NHS Providers deputy chief executive Saffron Cordery said the reduction in the number of positive-tested people being contacted was troubling and pointed out that the SAGE target of reaching 80% of close contacts was still being missed. ‘While Test and Trace has been built from scratch at great speed, it is becoming increasingly urgent that it does the job we need it to do as we approach winter,’ she said.

The representative body this week published 12 tests that the system must meet to be fit for purpose as demand increases. These include: quadrupling testing capacity in three months (to one million tests a day by the end of December); dramatically improving test turnaround times; a clear plan on who will be eligible for a test as capacity grows; and improving performance at every stage of the contact tracing process.

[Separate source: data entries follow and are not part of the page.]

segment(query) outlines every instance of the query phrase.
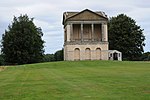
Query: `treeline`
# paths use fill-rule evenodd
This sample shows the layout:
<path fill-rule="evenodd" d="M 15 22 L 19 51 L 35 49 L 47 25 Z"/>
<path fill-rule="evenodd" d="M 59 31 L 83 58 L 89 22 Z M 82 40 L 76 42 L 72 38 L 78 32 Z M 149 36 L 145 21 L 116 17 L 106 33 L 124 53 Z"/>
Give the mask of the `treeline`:
<path fill-rule="evenodd" d="M 63 61 L 63 49 L 56 51 L 54 54 L 44 54 L 43 59 L 40 62 L 53 62 L 53 61 Z M 9 63 L 5 62 L 4 56 L 0 55 L 0 65 L 8 65 Z"/>
<path fill-rule="evenodd" d="M 56 51 L 54 54 L 44 54 L 42 62 L 63 61 L 63 49 Z"/>

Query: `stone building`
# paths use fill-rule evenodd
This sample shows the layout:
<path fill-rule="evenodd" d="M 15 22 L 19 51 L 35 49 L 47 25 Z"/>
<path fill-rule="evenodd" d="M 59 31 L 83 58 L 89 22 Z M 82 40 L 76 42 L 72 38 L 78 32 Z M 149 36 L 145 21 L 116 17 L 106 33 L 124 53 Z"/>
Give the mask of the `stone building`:
<path fill-rule="evenodd" d="M 104 12 L 64 12 L 64 60 L 109 60 L 107 22 Z"/>

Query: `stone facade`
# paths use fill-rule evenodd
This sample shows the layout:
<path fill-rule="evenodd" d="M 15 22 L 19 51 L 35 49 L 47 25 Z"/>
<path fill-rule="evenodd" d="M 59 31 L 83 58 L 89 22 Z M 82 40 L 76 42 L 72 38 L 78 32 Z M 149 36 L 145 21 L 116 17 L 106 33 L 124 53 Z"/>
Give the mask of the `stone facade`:
<path fill-rule="evenodd" d="M 65 12 L 64 60 L 108 60 L 107 22 L 104 12 Z"/>

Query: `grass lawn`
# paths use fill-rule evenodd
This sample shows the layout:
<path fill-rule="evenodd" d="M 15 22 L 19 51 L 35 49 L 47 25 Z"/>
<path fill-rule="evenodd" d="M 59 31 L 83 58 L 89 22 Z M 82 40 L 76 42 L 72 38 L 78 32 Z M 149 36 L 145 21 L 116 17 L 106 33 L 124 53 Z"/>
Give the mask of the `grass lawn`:
<path fill-rule="evenodd" d="M 150 62 L 77 61 L 0 71 L 0 100 L 150 100 Z"/>

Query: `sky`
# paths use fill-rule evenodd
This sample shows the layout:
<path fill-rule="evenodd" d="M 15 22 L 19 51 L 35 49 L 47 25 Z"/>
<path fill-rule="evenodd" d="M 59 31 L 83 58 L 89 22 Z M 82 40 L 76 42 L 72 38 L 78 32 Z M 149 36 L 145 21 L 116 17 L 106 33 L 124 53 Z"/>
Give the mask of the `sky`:
<path fill-rule="evenodd" d="M 37 27 L 42 28 L 45 53 L 55 53 L 64 44 L 63 12 L 103 11 L 108 17 L 126 14 L 144 29 L 146 37 L 144 51 L 150 51 L 150 3 L 149 0 L 1 0 L 0 39 L 13 17 L 27 14 L 34 18 Z"/>

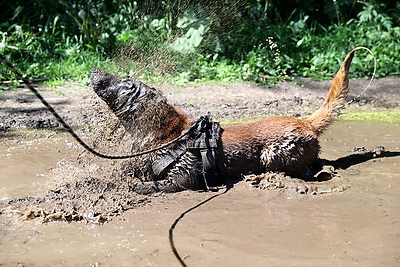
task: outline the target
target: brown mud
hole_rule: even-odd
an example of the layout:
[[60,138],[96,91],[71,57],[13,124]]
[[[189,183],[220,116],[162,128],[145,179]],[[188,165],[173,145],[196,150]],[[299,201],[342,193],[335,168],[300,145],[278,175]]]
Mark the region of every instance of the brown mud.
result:
[[[207,111],[216,120],[304,116],[322,102],[329,83],[302,82],[304,87],[232,84],[163,91],[193,116]],[[350,81],[351,93],[367,83]],[[352,105],[398,109],[397,85],[398,79],[378,80]],[[45,97],[78,135],[108,154],[130,152],[129,136],[88,88],[58,90],[63,94],[45,90]],[[128,160],[84,152],[54,127],[29,92],[2,93],[0,105],[0,264],[176,266],[168,228],[215,194],[220,195],[185,215],[175,230],[175,244],[189,266],[400,262],[396,123],[339,120],[328,128],[321,138],[323,163],[333,166],[322,175],[328,173],[328,181],[266,174],[247,177],[226,193],[144,197],[129,190],[134,181],[124,175]],[[64,222],[71,220],[78,222]],[[54,222],[43,224],[47,221]]]

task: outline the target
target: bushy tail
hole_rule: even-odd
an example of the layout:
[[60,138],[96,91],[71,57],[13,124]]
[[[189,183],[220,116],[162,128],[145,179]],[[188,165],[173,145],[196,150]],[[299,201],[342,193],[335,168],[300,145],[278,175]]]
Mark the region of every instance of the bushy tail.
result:
[[[328,127],[328,125],[337,118],[340,109],[344,106],[344,104],[346,104],[347,94],[349,91],[350,64],[354,53],[360,49],[367,50],[373,55],[371,50],[365,47],[357,47],[348,53],[342,63],[342,66],[332,80],[329,93],[326,96],[324,103],[316,112],[314,112],[314,114],[311,115],[311,117],[306,119],[311,122],[311,125],[315,128],[317,134],[321,134],[326,127]],[[372,78],[374,77],[374,74],[372,75]]]

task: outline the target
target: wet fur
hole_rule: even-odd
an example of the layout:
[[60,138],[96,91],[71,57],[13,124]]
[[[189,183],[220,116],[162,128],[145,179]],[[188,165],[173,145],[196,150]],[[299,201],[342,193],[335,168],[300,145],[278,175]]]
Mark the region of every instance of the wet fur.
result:
[[[223,179],[237,180],[242,174],[266,171],[302,175],[318,158],[319,135],[337,117],[346,102],[348,71],[356,50],[347,55],[332,81],[324,103],[308,119],[279,116],[225,126],[221,135],[221,149],[217,153],[220,182],[223,183]],[[156,147],[170,141],[194,121],[168,104],[161,92],[138,80],[115,77],[94,68],[91,83],[131,134],[136,143],[135,150]],[[129,163],[134,176],[144,181],[134,187],[135,191],[150,194],[204,188],[203,178],[198,175],[201,173],[201,162],[194,152],[185,153],[163,177],[152,174],[151,163],[162,152]],[[193,175],[191,170],[196,170],[197,175]]]

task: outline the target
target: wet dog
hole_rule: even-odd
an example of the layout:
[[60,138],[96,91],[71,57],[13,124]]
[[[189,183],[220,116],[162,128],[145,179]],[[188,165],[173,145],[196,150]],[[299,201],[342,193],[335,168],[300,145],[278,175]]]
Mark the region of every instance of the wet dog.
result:
[[[351,51],[335,75],[329,93],[307,119],[287,116],[269,117],[247,124],[224,126],[216,149],[215,184],[237,180],[243,174],[279,171],[301,176],[320,152],[318,137],[337,117],[346,103]],[[130,133],[135,150],[141,151],[178,137],[193,125],[195,119],[167,103],[155,88],[130,78],[120,78],[93,68],[91,84]],[[176,146],[180,146],[176,144]],[[143,156],[131,162],[137,183],[133,190],[150,194],[158,191],[176,192],[204,189],[202,161],[196,151],[183,149],[162,175],[152,170],[152,164],[166,150]]]

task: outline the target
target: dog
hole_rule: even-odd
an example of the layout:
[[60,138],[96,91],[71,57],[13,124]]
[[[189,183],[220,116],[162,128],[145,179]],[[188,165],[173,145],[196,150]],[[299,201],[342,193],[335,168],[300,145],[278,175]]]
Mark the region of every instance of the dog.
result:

Ms Cordery also called for the government to be ‘open and honest’ when NHS Test and Trace encounters operational issues. ‘The public needs to know details where there is a problem, the reasons for it, and what is being done to rectify the situation. Without this, public confidence in Test and Trace will unravel and we will all suffer as a result.’

‘Honesty and realism’ were also what the NHS Confederation wanted from political leaders in relation to waiting times and other areas of treatment as the NHS continues to resume services while managing the ongoing threat of coronavirus. Its report this week NHS reset: a new direction for health and care  suggested the NHS faced a triple whammy of rising infections, a major backlog of treatment and reduced capacity due to infection control measures.

New settlement

Echoing the HFMA’s recent call for a new long-term settlement from the comprehensive spending review , the confederation said 2018’s five year settlement for the NHS would have to be reassessed. ‘It is clear that additional revenue and capital funding will be needed to cover the additional costs of rising demand, while also enabling the NHS to play catch up with the backlog of treatment,’ the report said. It added that a likely 20% surge in mental health service demand would also need extra resources. And social care also needed its own long-term deal.Danny Mortimer

Confederation chief executive Danny Mortimer (pictured) said the road to recovery would be long. Despite ‘dire predictions’, the NHS had managed a huge wave of Covid-19 patients while continuing to treat millions not infected with the virus.  ‘We have learned much and are in a better position to manage the virus than first time round…but we must take this opportunity to re-cast services for the long-term benefit of patients and local communities,’ he added.

Back at the government press briefing Professor Whitty was also keen to underline the NHS was about far more than Covid care. He said medical colleagues had asked him to stress that the ‘NHS is absolutely open for business’ and that this extended beyond emergencies to cancer care and all other kinds of care. Mr Johnson said this access became ‘much less possible if we get an increased spike in the disease across the country’.

However NHS Providers’ chief executive Chris Hopson was quick to jump on this qualification insisting the NHS had demonstrated that it was able to run Covid and non-Covid services in parallel – there were two non-Covid patients being treated in hospital during the first phase of the virus for every one Covid patient, he said.

While he supported the prime minister’s appeal for people to act responsibly and follow the restrictions, it was vital for people to know that the NHS is open for business ‘whatever the pressures’.